Sixty isn’t old, right? I browse the obituaries daily. As part of my job managing finances for the county library system, I keep up with local current events. In a small town like mine, knowing who died might be the most important part of that effort. As I inch closer towards the end of my life, the age of those who died grows in importance to me. On occasion, I find people my age, in their late fifties and early sixties, but most deaths on the obituary page seem to average around eighty.
My father is ninety-one. If I live to be his age, I’ll be around another thirty-one years—half again as long as I’ve already lived. I’m just getting started. Or at lease I’m still squarely in the middle. Not so old yet. So why do my friends keep dying?
Chris Manion died this week. I knew it was coming. I reconnected with him in 2016 when I first joined Facebook. He already had ALS. Amyotrophic Lateral Sclerosis, also known as Lou Gehrig’s disease, is a progressive nervous system disease that affects nerve cells in the brain and spinal cord, causing loss of muscle control. It’s always fatal. The average life expectancy after diagnosis is two to five years, so living seven more years, Chris easily beat the odds. About a year ago, he disappeared from Facebook altogether. I suspected that his disease progressed to a point where he became incapacitated.

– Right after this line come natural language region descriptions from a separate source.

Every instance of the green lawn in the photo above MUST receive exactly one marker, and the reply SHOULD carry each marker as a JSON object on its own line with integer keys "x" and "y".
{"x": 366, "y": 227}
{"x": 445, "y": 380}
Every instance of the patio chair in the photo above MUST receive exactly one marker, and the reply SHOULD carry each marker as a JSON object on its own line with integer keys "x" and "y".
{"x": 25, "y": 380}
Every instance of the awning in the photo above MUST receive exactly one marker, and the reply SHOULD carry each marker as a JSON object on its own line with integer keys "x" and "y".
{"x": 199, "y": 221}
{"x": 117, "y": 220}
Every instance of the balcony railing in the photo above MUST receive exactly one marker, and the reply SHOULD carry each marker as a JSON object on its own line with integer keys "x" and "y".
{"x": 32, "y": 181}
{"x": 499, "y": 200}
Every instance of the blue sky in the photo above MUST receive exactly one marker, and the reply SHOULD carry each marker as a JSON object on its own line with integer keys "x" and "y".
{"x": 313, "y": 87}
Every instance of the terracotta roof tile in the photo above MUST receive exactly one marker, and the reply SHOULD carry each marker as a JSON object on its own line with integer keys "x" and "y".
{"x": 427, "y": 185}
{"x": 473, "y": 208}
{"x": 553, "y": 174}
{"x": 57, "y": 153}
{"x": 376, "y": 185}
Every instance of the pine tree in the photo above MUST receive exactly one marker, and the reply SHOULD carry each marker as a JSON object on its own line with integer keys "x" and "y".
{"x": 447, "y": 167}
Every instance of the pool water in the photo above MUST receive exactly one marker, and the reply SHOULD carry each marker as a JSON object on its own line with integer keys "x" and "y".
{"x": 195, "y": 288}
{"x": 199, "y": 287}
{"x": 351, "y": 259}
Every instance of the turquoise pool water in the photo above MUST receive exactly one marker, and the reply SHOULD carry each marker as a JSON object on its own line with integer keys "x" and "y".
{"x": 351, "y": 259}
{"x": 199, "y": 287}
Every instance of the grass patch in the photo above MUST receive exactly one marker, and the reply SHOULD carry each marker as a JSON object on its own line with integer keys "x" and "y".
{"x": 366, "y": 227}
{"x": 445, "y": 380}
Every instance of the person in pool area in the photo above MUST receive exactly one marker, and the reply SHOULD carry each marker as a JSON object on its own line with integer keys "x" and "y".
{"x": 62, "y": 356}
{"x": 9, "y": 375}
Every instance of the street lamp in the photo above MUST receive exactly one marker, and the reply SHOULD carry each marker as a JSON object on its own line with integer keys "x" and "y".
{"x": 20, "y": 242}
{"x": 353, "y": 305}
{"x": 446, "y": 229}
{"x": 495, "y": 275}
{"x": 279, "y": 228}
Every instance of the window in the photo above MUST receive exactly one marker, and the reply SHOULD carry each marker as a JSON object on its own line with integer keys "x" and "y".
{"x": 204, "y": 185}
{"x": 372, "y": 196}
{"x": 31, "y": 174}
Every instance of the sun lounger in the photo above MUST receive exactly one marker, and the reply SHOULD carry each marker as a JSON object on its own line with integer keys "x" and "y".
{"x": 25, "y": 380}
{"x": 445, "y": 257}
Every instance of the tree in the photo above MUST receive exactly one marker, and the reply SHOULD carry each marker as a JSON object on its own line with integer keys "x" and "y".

Unfortunately, I’m becoming accustomed to losing friends from my past. I created a list. These aren’t random acquaintances who died. All were among my closest friends at various points in my life. I wrote a blog post about each. None of them reached retirement age. All died in their fifties except for Chris. Since I just turned sixty this year, I assume he did too. We graduated high school together. We both ran cross-country our senior year—me near the back of the pack, Chris, number four on our squad.
When I look at this list of early deaths, the first five leave me unsurprised. Four of them lived a chunk of their lives as substance abusers. Alcohol and drugs take a heavy toll on internal organs. We abusers plant timebombs that one day blow up when we least expect it. My fifth friend on the list had chronic depression for years and finally took his own life.
Chris doesn’t belong on this list. I belong on the list.
I sent a Facebook message to my friend Scott yesterday. He ran in the number two slot on the cross-country team. “Sorry to bear this bad news, but Chris Manion has died.”
Scott replied with “Such a terrible disease. These last couple of years must have been difficult.” Exactly true, but what an understatement. Most people my age, I assume, worry about getting cancer. ALS is the one that keeps me up at night.
I posted a message on the “70s and 80s Shakey’s Rockville” Facebook group. Chris and I worked at Shakey’s Pizza throughout high school and college. This morning, I realized I’m reaching out to those who knew him in hopes of reminiscing with someone. But other than some brief back and forth messages on Facebook, I’m completely out of touch with these people. There really isn’t anyone to talk with. So I decided to write this post.
By the way, everyone on Facebook responded exactly the same way when I shared the news: “God, he was a nice person.”
I’ll leave you with one image from my past. As our senior year wound down, Chris and I never got around to asking anyone to prom. On the night of the dance, in a move dripping with cliché and irony, we sat in his basement with a couple of friends playing Dungeons and Dragons instead.
Photo: Shakey’s Reunion 2002. Chris is front left. That’s me in the black sweater.